What is expected in Mexico? Ildefonso Guajardo, the Mexican Secretary of Economy, declared that nearly 70% of Mexico’s automobile exports are light vehicles and are in a position to comply with the new rules of origin.
Pick-up trucks are an important Mexican export which will be affected by the new restrictions placed on Mexico by the new agreement. Guajardo was not optimistic; his ambiguous answer to these unfavorable conditions was that “it will require additional efforts” from the government. He also noted that the revised trade agreement would preserve the rules of the original agreement that forced half of the parts used in new auto plants in Mexico to be manufactured in the U.S.
Winners and Losers
With Canada excluded, Trump and López Obrador are taking credit for reaching an agreement. Donald Trump appears before the American electorate and his social base as a president who keeps his campaign promises and protects American interests and jobs — although this deal primarily benefits the big corporations.
This is a big win for Trump in the midst of the Russiagate scandal, along with the convictions of Michael Cohen and Paul Manafort.
In Mexico, president-elect López Obrador is being applauded as one of the brokers of the agreement and for the progress in negotiations after his massive electoral victory in July. Given the fact that Mexican has come to rely on NAFTA for employment, especially in the automotive industry, the new arrangement, although unfavorable for Mexico, will calm investors and sectors of the working class that feared losing work if the United States left the agreement.
If the agreement is ratified, López Obrador will take over the presidency with less instability than predicted and an important agreement between the Mexico-United States already under his belt. With the participation of its own negotiators in this last round, López Obrador appears as the guarantor of “free trade” to investors.

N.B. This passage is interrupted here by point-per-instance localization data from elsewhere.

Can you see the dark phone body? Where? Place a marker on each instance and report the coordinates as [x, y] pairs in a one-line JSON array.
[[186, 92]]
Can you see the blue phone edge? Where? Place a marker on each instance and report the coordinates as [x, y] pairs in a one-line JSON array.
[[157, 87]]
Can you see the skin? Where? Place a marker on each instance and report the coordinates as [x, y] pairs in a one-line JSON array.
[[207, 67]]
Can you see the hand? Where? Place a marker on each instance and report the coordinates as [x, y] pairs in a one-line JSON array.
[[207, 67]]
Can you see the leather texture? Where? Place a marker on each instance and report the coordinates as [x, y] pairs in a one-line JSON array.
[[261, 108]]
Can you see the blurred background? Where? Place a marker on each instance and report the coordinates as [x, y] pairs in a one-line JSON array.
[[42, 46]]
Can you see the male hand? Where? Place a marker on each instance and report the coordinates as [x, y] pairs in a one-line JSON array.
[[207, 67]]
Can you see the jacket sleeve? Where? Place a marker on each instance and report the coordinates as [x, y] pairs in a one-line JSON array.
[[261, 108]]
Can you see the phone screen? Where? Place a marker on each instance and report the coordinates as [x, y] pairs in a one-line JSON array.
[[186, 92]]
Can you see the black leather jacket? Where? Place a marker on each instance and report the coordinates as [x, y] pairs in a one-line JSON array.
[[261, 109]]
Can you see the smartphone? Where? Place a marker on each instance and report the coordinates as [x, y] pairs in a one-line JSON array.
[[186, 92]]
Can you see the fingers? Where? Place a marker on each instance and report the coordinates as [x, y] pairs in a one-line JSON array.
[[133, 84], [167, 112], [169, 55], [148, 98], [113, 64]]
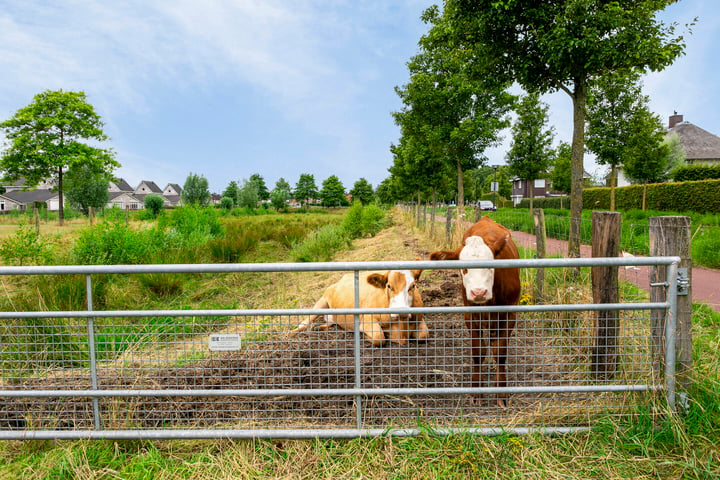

So, who loses with this preliminary deal? One loser is the Canadian government which was excluded from the new agreement. Leaving Canada out is part of Donald Trump’s new policy on foreign trade that emphasizes the need for bilateral agreements between the United States and its trading partners instead of the multilateral pacts characteristic of the neoliberal period. This does not mean that Canada necessarily remains outside the agreement, but the United States succeeded in imposing bilateral negotiations. It bilateral negotiations it is much easier for the US to get their way, avoiding a 2-1 scenario.
But the biggest losers are Mexican and American workers. The conditions of precariousness and low wages in Mexico will continue to bring down the wages of the American working class as a whole. It is not clear what the next steps will be for the major auto companies and if the modifications to the treaty will result in the substantial growth of employment in the United States. For now, it does not seem that the agreement aims to relocate the automotive plants that operate in Mexico to the United States.
What we know is that the capitalists will do what is necessary to continue increasing their rate of profit and for that goal, they will continue to super-exploit the Mexican and the American proletariat.
The application of the rule that 40 to 45% of the content of the automobile be produced by workers who earn more than $16 per hour, will protect only a small sector of the American working class that produces automobiles. It is very likely that the capitalists will decide to impose a low wage on the rest of the automotive industry with the goal of increasing their profits. As demonstrated during the first two and a half decades of NAFTA, corporations are only looking to reduce costs and so that they lower workers wages on both sides of the border.